Some issues, like slavery, come to a head, to a single moment of kairos, and then disintegrate for ever, never to return again. Others, though, return periodically. For examples of these kinds of cyclical moments of kairos, you might think about how debates about gun control are renewed every time there is a particularly horrific act of violence. Something terrible happens—the origin—and people renew a fierce debate about whether gun control would have prevented the tragedy. The issue escalates into maturity and then the moment of kairos arrives-- a law is passed, or isn’t passed, and then people gradually stop talking about the issue so much and it deteriorates down again. But then after a few months or—hopefully—years, another tragedy occurs and the issue of gun control again leads to a moment of kairos. Many issues fade in and out just because people lose interest, or get caught up in a public issue that seems more pressing. For instance, people stopped talking so much about violence in schools after Sept 11th because issues of terrorism and privacy and war seemed to be more important. The moment of kairos shifted.

 

 

 

 

 

 

 

 

 

The idea of Kairos is an old one, and a celebrated one. There are many paintings and scultures of Kairos, who was sort of a funny-looking fellow. Or let’s be blunt: he had the worst hair cut known to man.
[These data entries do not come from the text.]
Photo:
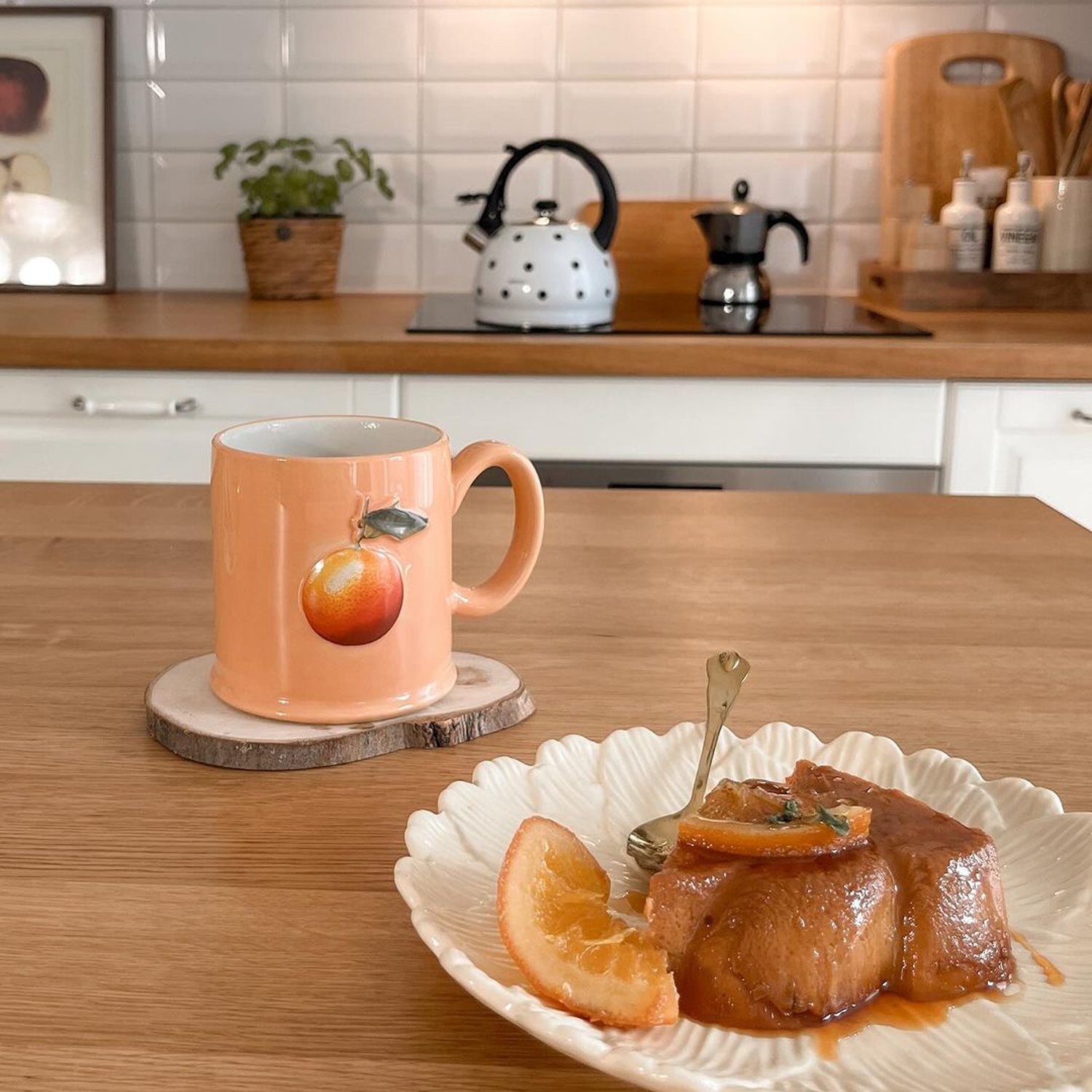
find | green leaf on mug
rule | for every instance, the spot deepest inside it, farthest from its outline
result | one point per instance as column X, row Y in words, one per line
column 395, row 521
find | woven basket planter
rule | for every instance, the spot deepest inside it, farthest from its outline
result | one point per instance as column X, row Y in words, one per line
column 293, row 258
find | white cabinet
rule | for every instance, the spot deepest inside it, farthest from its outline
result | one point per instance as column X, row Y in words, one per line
column 84, row 426
column 1030, row 439
column 718, row 421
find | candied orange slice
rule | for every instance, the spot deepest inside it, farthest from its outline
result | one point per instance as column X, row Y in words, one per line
column 762, row 819
column 552, row 902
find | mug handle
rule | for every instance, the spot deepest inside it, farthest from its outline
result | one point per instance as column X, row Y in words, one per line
column 513, row 574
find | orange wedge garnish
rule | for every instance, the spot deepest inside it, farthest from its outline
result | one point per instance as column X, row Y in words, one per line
column 760, row 819
column 552, row 903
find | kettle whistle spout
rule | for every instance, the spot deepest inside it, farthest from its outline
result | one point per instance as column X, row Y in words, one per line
column 475, row 238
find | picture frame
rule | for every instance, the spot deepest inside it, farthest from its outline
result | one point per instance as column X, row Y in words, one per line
column 57, row 149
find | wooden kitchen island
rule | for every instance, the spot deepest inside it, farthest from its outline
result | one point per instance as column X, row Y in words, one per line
column 185, row 928
column 366, row 334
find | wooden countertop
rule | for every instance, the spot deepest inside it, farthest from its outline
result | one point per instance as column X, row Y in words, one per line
column 222, row 332
column 183, row 928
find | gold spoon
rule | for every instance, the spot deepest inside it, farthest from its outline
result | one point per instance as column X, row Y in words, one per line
column 650, row 842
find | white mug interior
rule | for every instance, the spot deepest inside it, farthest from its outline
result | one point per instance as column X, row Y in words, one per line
column 334, row 437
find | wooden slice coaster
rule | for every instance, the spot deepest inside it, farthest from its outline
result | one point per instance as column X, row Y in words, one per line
column 187, row 718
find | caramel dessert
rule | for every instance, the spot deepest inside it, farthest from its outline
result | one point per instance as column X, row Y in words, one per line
column 786, row 906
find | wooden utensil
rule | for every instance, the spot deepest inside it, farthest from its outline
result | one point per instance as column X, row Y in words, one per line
column 1059, row 114
column 1026, row 115
column 1080, row 132
column 927, row 122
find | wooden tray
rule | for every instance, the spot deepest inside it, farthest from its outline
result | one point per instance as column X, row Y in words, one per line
column 187, row 718
column 943, row 290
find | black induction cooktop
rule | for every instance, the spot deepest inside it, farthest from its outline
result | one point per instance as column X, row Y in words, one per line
column 786, row 316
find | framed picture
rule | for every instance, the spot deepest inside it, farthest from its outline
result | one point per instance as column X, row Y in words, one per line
column 56, row 150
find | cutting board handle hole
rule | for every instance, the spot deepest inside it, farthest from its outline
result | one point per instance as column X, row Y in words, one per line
column 973, row 71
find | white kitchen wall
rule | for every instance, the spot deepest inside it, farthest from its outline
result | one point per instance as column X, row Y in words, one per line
column 679, row 98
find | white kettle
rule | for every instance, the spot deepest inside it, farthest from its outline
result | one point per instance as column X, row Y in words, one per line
column 546, row 273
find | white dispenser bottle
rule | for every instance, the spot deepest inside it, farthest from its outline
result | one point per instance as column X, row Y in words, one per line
column 1018, row 224
column 965, row 221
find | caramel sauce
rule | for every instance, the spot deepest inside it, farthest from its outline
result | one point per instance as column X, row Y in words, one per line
column 1051, row 972
column 890, row 1010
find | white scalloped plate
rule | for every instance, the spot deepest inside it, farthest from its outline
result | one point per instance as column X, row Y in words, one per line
column 1041, row 1041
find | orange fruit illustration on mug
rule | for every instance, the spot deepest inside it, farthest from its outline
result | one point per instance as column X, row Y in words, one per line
column 354, row 594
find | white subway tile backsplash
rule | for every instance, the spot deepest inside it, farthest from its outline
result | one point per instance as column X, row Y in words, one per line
column 483, row 117
column 447, row 264
column 769, row 39
column 199, row 257
column 132, row 178
column 135, row 253
column 766, row 114
column 381, row 116
column 187, row 190
column 132, row 115
column 628, row 43
column 446, row 176
column 617, row 115
column 379, row 258
column 679, row 98
column 330, row 4
column 799, row 181
column 856, row 190
column 131, row 43
column 489, row 43
column 640, row 176
column 858, row 114
column 851, row 244
column 1069, row 24
column 352, row 44
column 202, row 116
column 216, row 44
column 869, row 30
column 365, row 205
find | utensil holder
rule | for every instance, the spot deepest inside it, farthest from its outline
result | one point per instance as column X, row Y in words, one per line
column 1066, row 205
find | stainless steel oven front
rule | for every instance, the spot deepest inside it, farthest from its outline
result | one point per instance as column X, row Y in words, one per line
column 797, row 478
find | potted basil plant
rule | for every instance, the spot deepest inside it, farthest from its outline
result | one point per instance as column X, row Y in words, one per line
column 290, row 224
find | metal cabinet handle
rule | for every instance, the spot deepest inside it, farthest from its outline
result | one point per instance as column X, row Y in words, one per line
column 133, row 408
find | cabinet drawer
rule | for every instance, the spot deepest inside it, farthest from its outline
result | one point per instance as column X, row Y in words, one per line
column 720, row 421
column 1045, row 408
column 238, row 397
column 152, row 426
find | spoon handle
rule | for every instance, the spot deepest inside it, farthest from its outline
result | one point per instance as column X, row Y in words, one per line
column 725, row 679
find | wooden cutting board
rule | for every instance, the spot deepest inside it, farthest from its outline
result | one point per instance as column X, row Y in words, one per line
column 928, row 122
column 657, row 247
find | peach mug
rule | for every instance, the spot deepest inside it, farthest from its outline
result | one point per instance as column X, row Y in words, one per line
column 332, row 563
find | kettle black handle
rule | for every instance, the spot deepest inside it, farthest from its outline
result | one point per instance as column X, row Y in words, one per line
column 790, row 221
column 491, row 220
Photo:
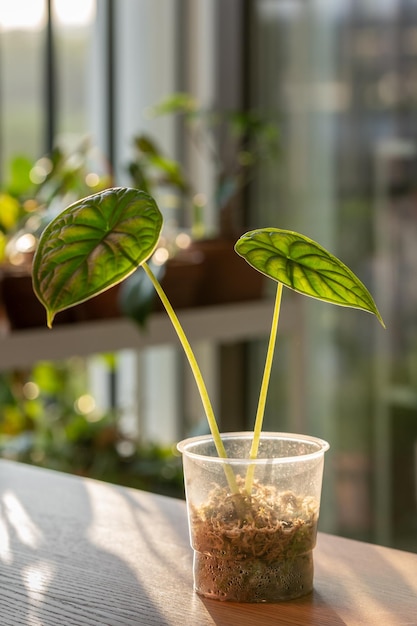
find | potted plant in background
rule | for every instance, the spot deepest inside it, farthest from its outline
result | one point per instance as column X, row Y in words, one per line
column 234, row 143
column 253, row 498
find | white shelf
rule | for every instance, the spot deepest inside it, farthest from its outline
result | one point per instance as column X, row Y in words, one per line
column 223, row 324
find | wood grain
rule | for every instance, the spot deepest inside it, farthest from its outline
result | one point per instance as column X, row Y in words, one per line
column 77, row 552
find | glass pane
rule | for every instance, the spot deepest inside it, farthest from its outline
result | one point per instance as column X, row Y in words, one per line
column 340, row 79
column 73, row 22
column 21, row 79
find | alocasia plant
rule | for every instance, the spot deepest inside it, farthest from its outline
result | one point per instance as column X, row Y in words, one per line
column 98, row 241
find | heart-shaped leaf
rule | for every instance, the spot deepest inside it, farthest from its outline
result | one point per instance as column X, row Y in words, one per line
column 304, row 266
column 92, row 245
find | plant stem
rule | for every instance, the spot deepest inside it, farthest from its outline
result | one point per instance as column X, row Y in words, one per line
column 197, row 376
column 264, row 389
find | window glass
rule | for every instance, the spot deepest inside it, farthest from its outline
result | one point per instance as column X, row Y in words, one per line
column 341, row 84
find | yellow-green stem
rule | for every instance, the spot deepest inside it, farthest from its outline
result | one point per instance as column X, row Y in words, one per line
column 205, row 399
column 264, row 389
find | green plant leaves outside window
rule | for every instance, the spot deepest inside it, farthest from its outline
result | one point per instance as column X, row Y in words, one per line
column 92, row 245
column 304, row 266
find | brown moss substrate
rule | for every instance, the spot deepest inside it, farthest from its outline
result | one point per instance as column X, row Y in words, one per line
column 255, row 548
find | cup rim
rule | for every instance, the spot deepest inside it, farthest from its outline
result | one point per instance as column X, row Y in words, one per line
column 185, row 447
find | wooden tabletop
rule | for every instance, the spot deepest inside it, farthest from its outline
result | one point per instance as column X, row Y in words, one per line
column 78, row 552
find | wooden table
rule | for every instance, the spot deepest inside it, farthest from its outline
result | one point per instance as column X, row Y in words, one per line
column 80, row 552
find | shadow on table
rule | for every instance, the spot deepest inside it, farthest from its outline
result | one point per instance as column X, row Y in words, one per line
column 306, row 611
column 50, row 566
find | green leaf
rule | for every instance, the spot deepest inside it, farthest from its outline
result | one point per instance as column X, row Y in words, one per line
column 92, row 245
column 304, row 266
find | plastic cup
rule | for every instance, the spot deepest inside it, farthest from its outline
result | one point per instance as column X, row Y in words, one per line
column 253, row 523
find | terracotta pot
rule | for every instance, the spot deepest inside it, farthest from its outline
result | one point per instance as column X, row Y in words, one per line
column 22, row 307
column 227, row 277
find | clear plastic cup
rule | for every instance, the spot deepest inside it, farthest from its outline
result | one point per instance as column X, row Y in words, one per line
column 253, row 523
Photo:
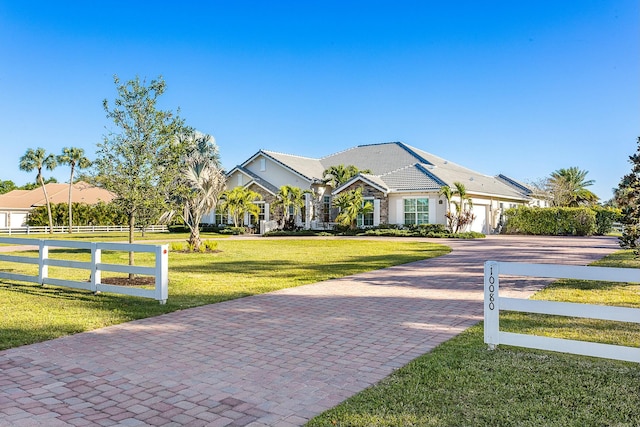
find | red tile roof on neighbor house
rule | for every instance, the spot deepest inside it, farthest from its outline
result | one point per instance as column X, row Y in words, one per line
column 58, row 193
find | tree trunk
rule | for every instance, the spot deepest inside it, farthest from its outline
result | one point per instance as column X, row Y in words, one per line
column 70, row 198
column 46, row 198
column 194, row 239
column 132, row 223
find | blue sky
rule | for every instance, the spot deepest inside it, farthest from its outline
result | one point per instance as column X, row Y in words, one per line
column 521, row 88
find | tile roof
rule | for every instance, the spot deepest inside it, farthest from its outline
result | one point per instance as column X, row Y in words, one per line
column 401, row 167
column 307, row 167
column 255, row 178
column 58, row 193
column 412, row 177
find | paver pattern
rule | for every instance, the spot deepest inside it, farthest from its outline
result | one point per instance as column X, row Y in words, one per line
column 275, row 359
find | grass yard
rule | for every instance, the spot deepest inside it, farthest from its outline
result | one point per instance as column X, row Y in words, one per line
column 461, row 383
column 32, row 313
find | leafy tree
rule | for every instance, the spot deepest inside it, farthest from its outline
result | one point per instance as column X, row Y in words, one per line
column 567, row 187
column 37, row 159
column 6, row 186
column 462, row 214
column 337, row 175
column 238, row 201
column 351, row 204
column 74, row 157
column 139, row 162
column 628, row 199
column 201, row 184
column 289, row 199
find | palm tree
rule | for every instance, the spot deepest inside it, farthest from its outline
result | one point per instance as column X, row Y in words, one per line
column 37, row 159
column 567, row 187
column 204, row 181
column 351, row 204
column 337, row 175
column 463, row 215
column 290, row 198
column 74, row 157
column 238, row 201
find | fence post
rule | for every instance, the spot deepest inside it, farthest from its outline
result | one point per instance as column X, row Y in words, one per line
column 162, row 273
column 43, row 268
column 96, row 258
column 491, row 304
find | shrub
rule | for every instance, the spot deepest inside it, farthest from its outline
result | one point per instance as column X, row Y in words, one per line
column 177, row 246
column 605, row 217
column 550, row 221
column 232, row 230
column 210, row 245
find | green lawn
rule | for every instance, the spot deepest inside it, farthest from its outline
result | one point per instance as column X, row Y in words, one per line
column 461, row 383
column 33, row 313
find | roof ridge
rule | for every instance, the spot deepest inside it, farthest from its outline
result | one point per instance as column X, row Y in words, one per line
column 338, row 152
column 290, row 155
column 399, row 169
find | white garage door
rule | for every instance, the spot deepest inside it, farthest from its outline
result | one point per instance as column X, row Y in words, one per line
column 480, row 223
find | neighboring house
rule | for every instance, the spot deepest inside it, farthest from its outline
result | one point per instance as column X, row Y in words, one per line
column 16, row 205
column 403, row 186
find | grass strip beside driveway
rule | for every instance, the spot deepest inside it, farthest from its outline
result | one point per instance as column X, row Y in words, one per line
column 461, row 383
column 32, row 313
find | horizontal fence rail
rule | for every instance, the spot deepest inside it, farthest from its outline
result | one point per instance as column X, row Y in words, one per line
column 160, row 270
column 494, row 303
column 80, row 229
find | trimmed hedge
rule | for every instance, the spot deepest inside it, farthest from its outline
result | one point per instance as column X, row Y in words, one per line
column 582, row 221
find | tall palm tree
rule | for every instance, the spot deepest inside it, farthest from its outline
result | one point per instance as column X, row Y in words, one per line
column 290, row 198
column 38, row 159
column 568, row 187
column 238, row 201
column 204, row 181
column 74, row 157
column 463, row 215
column 351, row 204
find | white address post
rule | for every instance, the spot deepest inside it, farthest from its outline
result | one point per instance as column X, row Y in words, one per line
column 491, row 304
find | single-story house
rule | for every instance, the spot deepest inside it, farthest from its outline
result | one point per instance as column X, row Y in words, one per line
column 403, row 186
column 16, row 205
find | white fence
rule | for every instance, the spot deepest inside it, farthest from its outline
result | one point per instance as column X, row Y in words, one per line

It was long in front and bald in the back, like a reverse mullet: party in the front and all business in the back. The haircut was a metaphor for how you had to grab the moment when it came, because once it was gone, you couldn’t catch it. He had a few other descriptive features. Instead of be describing them, let this Greek poem, translated by Jeffrey Walker,  explain. This poem is ekphersis, a piece of writing that describes a piece of art, in this case a sculpture of Kairos done by Lysippos of Sicyon. The rest explains itself.

 

 

 

From where is your sculptor? Sicyon. What is his name?

 

Lysippos. And who are you? Kairos the all-subduer.

 

Why do you go on tiptoes? I’m always running. Why do you have

 

Double wings on your feet? I fly like the wind.

 

Why do you have a razor in your right hand? As a sign to men

 

That I’m sharper than any razor’s edge.

 

Why does your hair hang down in front? For him that meets me to grab,

 

By God. Why is the back part bald?

 

None that I have once passed by on my winged feet

 

May seize me, even if he wishes to.

 

Thus the artist fashioned me, for your sake,

 

Stranger, and placed me at the entrance as a lesson.